Flooding of Atlantis
The Flooding of Atlantis was, according to Plato, an event that left the city just beneath the surface of the sea, creating an area of dangerous shallows. Plato’s text implies that at the time of his writing the hazard remained, since he says:
“For which reason the sea in those parts is impassable and impenetrable, because there is a shoal of mud in the way; and this was caused by the subsidence of the island.”
This description has all the appearance of an eyewitness account. The mention of muddy shallows might suggest that the large plain described in the story was flooded by just a few feet of water. However, it would seem incredible that a flooding that took place 9000 years before Solon would still be creating a menace to shipping in Plato’s day. If the catastrophe had occurred more recently than that, it is possible that it was still a danger when Plato wrote.

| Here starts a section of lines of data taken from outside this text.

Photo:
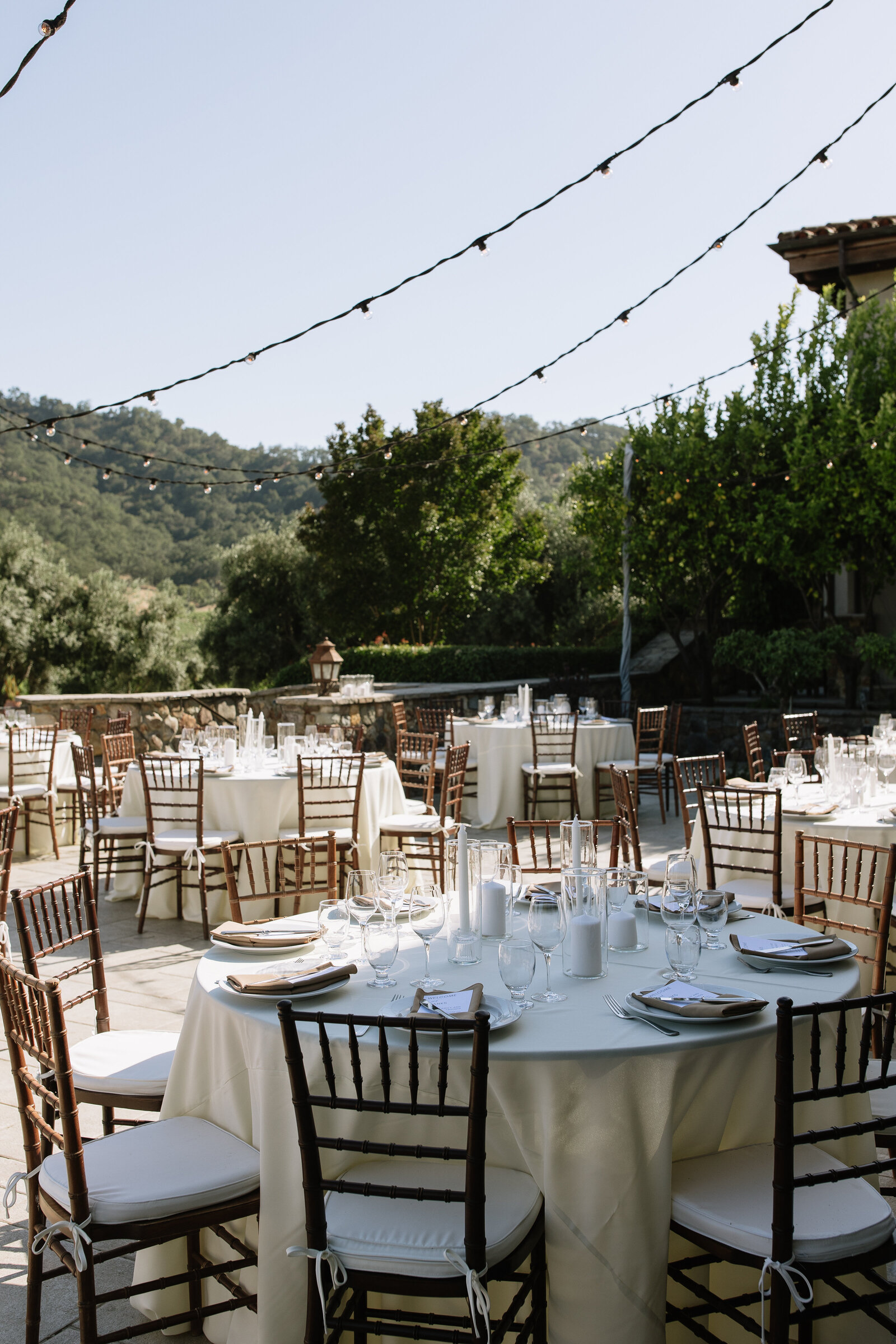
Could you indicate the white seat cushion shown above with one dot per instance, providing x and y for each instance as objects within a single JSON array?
[
  {"x": 548, "y": 768},
  {"x": 176, "y": 842},
  {"x": 130, "y": 1063},
  {"x": 409, "y": 1237},
  {"x": 120, "y": 825},
  {"x": 729, "y": 1197},
  {"x": 343, "y": 835},
  {"x": 157, "y": 1171},
  {"x": 402, "y": 822},
  {"x": 883, "y": 1100}
]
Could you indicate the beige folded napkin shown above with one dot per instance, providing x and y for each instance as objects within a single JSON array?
[
  {"x": 428, "y": 1019},
  {"x": 693, "y": 1002},
  {"x": 292, "y": 982},
  {"x": 262, "y": 936},
  {"x": 810, "y": 952}
]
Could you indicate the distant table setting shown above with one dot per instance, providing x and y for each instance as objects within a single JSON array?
[
  {"x": 499, "y": 749},
  {"x": 595, "y": 1092}
]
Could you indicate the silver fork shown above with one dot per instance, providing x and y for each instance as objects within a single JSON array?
[{"x": 634, "y": 1016}]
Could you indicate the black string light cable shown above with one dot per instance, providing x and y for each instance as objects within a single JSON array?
[
  {"x": 49, "y": 29},
  {"x": 582, "y": 428},
  {"x": 480, "y": 242}
]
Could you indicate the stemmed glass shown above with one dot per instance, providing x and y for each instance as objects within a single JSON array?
[
  {"x": 391, "y": 879},
  {"x": 426, "y": 916},
  {"x": 547, "y": 931},
  {"x": 361, "y": 895},
  {"x": 381, "y": 949}
]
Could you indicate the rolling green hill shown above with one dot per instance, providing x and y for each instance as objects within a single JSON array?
[{"x": 178, "y": 531}]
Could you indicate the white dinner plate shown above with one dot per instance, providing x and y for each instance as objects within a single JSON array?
[
  {"x": 783, "y": 963},
  {"x": 284, "y": 993},
  {"x": 261, "y": 952},
  {"x": 661, "y": 1015},
  {"x": 501, "y": 1012}
]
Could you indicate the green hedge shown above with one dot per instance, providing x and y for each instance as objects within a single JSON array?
[{"x": 461, "y": 663}]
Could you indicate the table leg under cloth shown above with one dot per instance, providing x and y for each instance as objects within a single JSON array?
[{"x": 598, "y": 1132}]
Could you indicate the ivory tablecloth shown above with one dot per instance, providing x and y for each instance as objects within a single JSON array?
[
  {"x": 594, "y": 1108},
  {"x": 500, "y": 750},
  {"x": 258, "y": 805},
  {"x": 859, "y": 824}
]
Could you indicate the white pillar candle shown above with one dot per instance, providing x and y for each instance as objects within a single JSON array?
[
  {"x": 493, "y": 911},
  {"x": 463, "y": 879},
  {"x": 624, "y": 931},
  {"x": 586, "y": 952}
]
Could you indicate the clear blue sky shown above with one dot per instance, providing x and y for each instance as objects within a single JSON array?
[{"x": 189, "y": 180}]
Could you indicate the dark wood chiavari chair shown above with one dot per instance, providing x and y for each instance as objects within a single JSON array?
[
  {"x": 553, "y": 773},
  {"x": 329, "y": 799},
  {"x": 542, "y": 843},
  {"x": 689, "y": 772},
  {"x": 629, "y": 835},
  {"x": 30, "y": 780},
  {"x": 175, "y": 831},
  {"x": 59, "y": 920},
  {"x": 366, "y": 1203},
  {"x": 753, "y": 746},
  {"x": 305, "y": 867},
  {"x": 119, "y": 753},
  {"x": 8, "y": 819},
  {"x": 647, "y": 767},
  {"x": 422, "y": 835},
  {"x": 836, "y": 1238},
  {"x": 416, "y": 764},
  {"x": 742, "y": 837},
  {"x": 104, "y": 837},
  {"x": 112, "y": 1186}
]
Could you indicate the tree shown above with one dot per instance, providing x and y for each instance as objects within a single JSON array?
[
  {"x": 262, "y": 622},
  {"x": 409, "y": 550}
]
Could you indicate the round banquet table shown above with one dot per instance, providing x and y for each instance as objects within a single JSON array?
[
  {"x": 595, "y": 1109},
  {"x": 499, "y": 752},
  {"x": 258, "y": 804},
  {"x": 63, "y": 769},
  {"x": 861, "y": 824}
]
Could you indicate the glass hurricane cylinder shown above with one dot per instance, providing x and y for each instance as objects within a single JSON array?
[
  {"x": 586, "y": 952},
  {"x": 464, "y": 917}
]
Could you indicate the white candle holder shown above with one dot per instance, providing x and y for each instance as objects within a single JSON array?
[
  {"x": 586, "y": 951},
  {"x": 464, "y": 928}
]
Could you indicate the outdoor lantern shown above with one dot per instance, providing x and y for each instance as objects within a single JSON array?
[{"x": 325, "y": 663}]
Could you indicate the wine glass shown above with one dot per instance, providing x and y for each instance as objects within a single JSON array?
[
  {"x": 361, "y": 894},
  {"x": 683, "y": 953},
  {"x": 426, "y": 916},
  {"x": 712, "y": 917},
  {"x": 547, "y": 931},
  {"x": 334, "y": 922},
  {"x": 796, "y": 771},
  {"x": 516, "y": 963},
  {"x": 391, "y": 879},
  {"x": 381, "y": 949}
]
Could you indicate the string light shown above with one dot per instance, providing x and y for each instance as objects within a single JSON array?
[{"x": 477, "y": 242}]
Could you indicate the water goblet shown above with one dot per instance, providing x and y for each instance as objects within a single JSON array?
[
  {"x": 516, "y": 963},
  {"x": 381, "y": 949},
  {"x": 426, "y": 917},
  {"x": 712, "y": 917},
  {"x": 683, "y": 953},
  {"x": 334, "y": 922},
  {"x": 547, "y": 931}
]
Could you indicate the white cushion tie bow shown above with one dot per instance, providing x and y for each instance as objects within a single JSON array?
[
  {"x": 336, "y": 1268},
  {"x": 786, "y": 1271},
  {"x": 76, "y": 1234},
  {"x": 476, "y": 1294}
]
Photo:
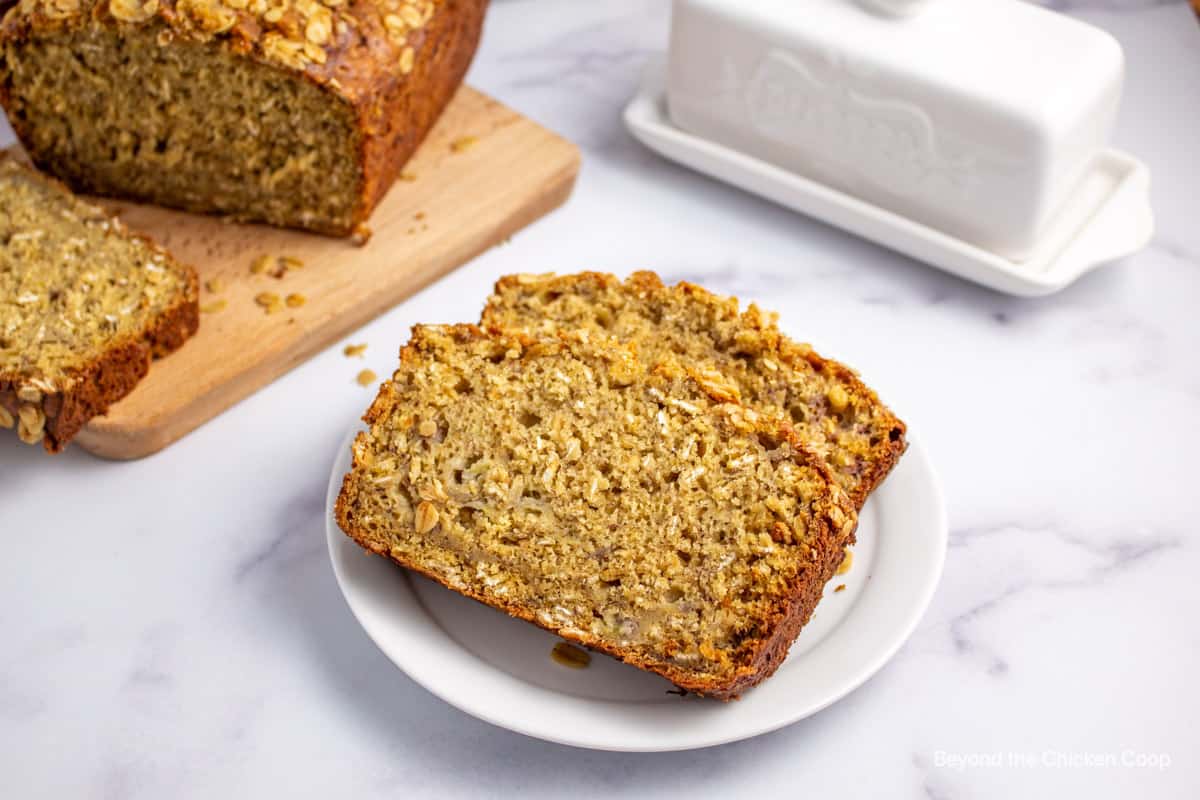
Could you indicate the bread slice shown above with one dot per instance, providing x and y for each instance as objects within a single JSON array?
[
  {"x": 84, "y": 305},
  {"x": 832, "y": 410},
  {"x": 633, "y": 510}
]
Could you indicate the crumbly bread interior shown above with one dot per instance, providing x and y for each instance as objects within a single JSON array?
[
  {"x": 630, "y": 509},
  {"x": 832, "y": 410},
  {"x": 127, "y": 110},
  {"x": 76, "y": 293},
  {"x": 70, "y": 281}
]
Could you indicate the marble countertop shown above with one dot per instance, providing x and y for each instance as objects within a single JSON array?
[{"x": 171, "y": 626}]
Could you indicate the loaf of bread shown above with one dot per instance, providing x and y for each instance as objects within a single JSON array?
[
  {"x": 635, "y": 510},
  {"x": 832, "y": 410},
  {"x": 83, "y": 307},
  {"x": 297, "y": 113}
]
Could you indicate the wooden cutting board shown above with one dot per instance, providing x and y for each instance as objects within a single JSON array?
[{"x": 484, "y": 173}]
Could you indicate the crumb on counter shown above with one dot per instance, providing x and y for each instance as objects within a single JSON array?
[{"x": 569, "y": 655}]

If the inundation flooded the plain creating shallows it raises questions about the surrounding mountains, which should have remained above water. As sea levels have changed only marginally over the past 5000 years, the mountains surrounding the former site of the plain should be visible today as islands and hopefully identifiable. Various researchers have suggested a variety of locations for the site, such as Canaries, Azores or Caribbean islands, the islands of the Aegean or the Indonesian archipelago.
It is not unreasonable to conclude that Plato’s account of the flooding of Atlantis is probably one of the core historical facts in the narrative. Without the flood there is really no story to relate.
It is also worth mentioning that Plato’s description of shallows would appear to rule out Sarmast’s chosen location near Cyprus, which is now under a mile of water and Erlingsson’s suggestion of Ireland, which I can personally confirm is above water.